Eyes blazing, Tirhin glared at Caelan. He looked more fevered and ill than ever. His thin body swayed as though he could barely stand. Breathing hard, he hesitated there, and his fists clenched and opened, clenched and opened.

Caelan never let his gaze falter from Tirhin’s. Draw the sword, he commanded in his mind. In Gault’s name, draw the sword.

Tirhin’s gaze narrowed. His hatred seethed in him plainly, but after an eternal moment he stepped back.

A low rumble ran through the room, and dust sifted down on Caelan’s shoulders. He frowned, glancing up involuntarily to see if the roof was going to fall on them.
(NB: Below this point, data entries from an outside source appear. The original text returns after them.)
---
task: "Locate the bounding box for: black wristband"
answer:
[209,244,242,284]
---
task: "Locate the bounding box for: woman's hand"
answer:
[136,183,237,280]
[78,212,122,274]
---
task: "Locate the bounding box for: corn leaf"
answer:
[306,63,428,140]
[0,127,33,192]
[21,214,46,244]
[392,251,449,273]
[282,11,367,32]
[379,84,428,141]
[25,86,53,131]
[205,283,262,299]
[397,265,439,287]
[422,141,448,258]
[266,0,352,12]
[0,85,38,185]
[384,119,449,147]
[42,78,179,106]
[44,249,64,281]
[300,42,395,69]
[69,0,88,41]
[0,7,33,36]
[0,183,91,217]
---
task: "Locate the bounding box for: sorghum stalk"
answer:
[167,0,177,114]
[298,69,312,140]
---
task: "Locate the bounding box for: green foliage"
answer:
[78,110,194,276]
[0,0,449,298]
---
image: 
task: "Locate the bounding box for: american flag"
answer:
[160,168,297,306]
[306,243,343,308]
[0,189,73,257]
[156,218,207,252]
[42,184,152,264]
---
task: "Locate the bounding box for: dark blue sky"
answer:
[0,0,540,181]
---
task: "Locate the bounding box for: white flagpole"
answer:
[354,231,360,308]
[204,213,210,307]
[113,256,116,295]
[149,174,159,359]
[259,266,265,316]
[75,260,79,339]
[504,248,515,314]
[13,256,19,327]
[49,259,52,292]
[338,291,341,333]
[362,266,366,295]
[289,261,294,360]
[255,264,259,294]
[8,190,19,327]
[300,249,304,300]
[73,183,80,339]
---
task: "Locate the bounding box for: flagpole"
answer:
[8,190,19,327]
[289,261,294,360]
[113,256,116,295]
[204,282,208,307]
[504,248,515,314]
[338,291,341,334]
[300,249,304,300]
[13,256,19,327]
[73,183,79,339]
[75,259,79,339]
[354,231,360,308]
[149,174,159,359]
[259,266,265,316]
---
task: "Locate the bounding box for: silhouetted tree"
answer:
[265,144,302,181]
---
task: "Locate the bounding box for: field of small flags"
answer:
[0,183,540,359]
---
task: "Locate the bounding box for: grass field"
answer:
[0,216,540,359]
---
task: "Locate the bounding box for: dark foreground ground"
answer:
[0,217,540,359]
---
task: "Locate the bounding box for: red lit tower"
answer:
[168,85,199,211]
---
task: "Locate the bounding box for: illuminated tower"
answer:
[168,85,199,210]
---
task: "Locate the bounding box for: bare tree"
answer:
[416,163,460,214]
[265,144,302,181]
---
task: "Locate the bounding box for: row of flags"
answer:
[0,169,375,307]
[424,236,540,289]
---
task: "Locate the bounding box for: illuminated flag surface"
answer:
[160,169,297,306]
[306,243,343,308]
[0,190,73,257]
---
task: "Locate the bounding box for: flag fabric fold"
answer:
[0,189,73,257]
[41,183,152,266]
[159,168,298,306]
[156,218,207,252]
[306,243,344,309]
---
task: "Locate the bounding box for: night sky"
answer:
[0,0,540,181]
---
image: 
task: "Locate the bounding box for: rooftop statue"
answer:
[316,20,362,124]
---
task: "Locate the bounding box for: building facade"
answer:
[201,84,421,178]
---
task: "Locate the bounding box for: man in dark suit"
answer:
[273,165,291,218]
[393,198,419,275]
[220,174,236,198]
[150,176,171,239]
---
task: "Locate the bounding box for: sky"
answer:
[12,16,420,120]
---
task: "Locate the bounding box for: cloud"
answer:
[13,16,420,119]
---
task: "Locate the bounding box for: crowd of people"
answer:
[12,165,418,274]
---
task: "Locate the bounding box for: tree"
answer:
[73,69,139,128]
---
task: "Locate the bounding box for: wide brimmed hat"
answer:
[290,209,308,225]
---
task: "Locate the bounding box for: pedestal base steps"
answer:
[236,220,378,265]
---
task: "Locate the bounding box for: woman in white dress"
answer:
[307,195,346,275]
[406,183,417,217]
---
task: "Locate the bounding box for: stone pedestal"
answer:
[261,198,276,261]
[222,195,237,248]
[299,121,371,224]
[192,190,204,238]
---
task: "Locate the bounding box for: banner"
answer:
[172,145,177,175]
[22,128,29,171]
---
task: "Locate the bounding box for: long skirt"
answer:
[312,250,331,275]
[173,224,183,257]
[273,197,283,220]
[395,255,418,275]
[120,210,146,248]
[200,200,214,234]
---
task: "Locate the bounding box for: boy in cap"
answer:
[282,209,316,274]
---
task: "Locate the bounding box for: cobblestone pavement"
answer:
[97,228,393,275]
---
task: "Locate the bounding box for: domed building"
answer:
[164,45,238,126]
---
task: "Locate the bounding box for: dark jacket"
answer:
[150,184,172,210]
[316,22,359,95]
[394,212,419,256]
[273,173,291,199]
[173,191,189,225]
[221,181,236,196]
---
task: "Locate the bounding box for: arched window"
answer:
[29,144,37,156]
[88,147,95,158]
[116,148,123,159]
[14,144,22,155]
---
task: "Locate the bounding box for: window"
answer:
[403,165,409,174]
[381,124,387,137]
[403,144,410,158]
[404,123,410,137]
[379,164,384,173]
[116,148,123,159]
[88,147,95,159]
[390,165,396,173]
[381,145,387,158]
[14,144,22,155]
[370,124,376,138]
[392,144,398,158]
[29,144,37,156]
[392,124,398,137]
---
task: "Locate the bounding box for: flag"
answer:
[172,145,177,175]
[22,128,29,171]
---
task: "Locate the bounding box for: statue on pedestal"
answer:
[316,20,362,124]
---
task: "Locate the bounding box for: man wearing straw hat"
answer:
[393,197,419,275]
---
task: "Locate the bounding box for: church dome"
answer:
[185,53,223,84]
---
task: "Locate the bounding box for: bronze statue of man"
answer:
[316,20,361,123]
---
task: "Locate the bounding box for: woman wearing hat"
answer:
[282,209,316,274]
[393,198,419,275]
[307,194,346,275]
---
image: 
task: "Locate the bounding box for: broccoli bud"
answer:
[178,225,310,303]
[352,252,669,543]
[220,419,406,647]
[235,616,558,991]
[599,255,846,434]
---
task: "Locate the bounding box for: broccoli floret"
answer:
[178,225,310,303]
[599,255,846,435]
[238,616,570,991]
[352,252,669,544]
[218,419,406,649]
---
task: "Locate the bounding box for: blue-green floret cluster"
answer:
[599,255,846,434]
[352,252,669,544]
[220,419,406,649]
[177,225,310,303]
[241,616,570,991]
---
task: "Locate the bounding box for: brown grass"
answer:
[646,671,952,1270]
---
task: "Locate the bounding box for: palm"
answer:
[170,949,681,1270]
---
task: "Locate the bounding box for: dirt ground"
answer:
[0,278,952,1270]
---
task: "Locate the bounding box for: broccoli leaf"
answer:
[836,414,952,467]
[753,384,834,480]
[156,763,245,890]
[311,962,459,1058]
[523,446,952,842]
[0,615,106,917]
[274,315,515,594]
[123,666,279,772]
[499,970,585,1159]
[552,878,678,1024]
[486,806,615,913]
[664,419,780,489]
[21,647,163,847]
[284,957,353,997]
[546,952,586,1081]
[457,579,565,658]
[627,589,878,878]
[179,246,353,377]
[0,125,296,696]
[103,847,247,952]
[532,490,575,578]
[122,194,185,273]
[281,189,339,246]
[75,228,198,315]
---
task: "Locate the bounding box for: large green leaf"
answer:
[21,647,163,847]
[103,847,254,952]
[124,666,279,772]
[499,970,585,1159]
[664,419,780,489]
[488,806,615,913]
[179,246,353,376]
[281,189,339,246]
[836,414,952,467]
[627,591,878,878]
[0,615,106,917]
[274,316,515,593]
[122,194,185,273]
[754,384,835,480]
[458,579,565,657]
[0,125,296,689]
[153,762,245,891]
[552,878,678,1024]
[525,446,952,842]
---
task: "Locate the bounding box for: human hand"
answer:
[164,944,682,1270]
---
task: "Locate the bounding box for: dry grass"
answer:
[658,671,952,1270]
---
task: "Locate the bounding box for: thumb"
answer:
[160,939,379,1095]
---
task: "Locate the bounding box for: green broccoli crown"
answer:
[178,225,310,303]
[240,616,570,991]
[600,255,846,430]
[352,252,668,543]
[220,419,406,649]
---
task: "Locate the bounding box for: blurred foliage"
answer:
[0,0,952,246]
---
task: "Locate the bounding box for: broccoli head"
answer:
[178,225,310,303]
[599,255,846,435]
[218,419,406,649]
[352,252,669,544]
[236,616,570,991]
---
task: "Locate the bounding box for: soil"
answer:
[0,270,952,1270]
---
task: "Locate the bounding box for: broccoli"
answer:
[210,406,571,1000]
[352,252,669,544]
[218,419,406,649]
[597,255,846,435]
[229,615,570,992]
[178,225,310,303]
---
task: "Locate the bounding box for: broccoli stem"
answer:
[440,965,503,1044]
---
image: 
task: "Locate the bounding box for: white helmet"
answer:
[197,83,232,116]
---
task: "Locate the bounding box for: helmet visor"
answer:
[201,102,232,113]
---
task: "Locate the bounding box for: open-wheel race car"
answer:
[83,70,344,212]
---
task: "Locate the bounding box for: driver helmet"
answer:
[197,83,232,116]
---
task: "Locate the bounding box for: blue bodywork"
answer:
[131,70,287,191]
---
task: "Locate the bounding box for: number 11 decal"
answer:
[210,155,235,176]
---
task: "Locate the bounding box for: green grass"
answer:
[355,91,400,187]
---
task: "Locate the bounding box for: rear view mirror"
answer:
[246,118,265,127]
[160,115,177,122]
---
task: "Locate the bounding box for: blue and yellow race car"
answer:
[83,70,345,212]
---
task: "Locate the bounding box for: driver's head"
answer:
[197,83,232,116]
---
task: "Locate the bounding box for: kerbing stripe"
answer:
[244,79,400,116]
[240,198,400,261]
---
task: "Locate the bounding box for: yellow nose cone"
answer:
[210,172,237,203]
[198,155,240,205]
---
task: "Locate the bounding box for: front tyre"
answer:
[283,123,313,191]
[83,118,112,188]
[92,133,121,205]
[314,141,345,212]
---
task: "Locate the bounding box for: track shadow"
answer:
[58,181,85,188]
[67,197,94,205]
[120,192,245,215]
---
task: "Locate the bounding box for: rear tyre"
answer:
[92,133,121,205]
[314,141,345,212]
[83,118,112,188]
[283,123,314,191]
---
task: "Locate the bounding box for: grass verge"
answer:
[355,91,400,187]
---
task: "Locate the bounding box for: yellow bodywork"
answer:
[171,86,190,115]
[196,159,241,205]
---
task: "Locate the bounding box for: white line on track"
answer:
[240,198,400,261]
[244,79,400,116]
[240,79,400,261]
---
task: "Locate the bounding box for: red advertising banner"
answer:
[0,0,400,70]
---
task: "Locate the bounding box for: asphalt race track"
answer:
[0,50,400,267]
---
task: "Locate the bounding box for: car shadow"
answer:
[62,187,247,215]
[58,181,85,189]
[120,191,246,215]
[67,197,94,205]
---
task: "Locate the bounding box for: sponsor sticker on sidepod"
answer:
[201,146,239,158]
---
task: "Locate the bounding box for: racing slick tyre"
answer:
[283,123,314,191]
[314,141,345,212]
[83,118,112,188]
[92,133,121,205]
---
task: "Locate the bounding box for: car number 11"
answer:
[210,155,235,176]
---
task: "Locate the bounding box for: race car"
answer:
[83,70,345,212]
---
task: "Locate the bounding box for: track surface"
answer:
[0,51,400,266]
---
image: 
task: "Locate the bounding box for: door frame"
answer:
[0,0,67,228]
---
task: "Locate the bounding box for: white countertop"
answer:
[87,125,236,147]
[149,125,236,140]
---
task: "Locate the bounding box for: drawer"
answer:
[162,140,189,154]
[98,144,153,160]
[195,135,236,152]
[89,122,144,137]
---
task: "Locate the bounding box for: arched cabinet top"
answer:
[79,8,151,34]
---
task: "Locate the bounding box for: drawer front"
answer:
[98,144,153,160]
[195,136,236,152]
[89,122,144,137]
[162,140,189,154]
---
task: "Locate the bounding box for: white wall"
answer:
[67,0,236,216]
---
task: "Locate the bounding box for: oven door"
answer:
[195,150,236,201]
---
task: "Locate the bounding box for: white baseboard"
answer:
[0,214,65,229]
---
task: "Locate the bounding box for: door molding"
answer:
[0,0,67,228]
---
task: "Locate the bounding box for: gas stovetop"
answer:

The sergeant laughed deep in his throat. “Scared of a little shake?” he taunted. “We get them all the time down here. You’ll be dead long before you’re crushed.”

“Stand down,” Tirhin said.

His voice was choked, hoarse, almost unrecognizable.

The sergeant stared at him in consternation, then reluctantly moved the dagger away from Caelan’s throat. He released his hold on Caelan’s hair.

Gritting his teeth, Caelan lowered his head a moment to ease his neck muscles. Inside he was cursing with a mixture of relief and frustration.

Was Tirhin having second thoughts? What plot was being cooked up in the prince’s devious mind now? But any delay was a chance, however slight.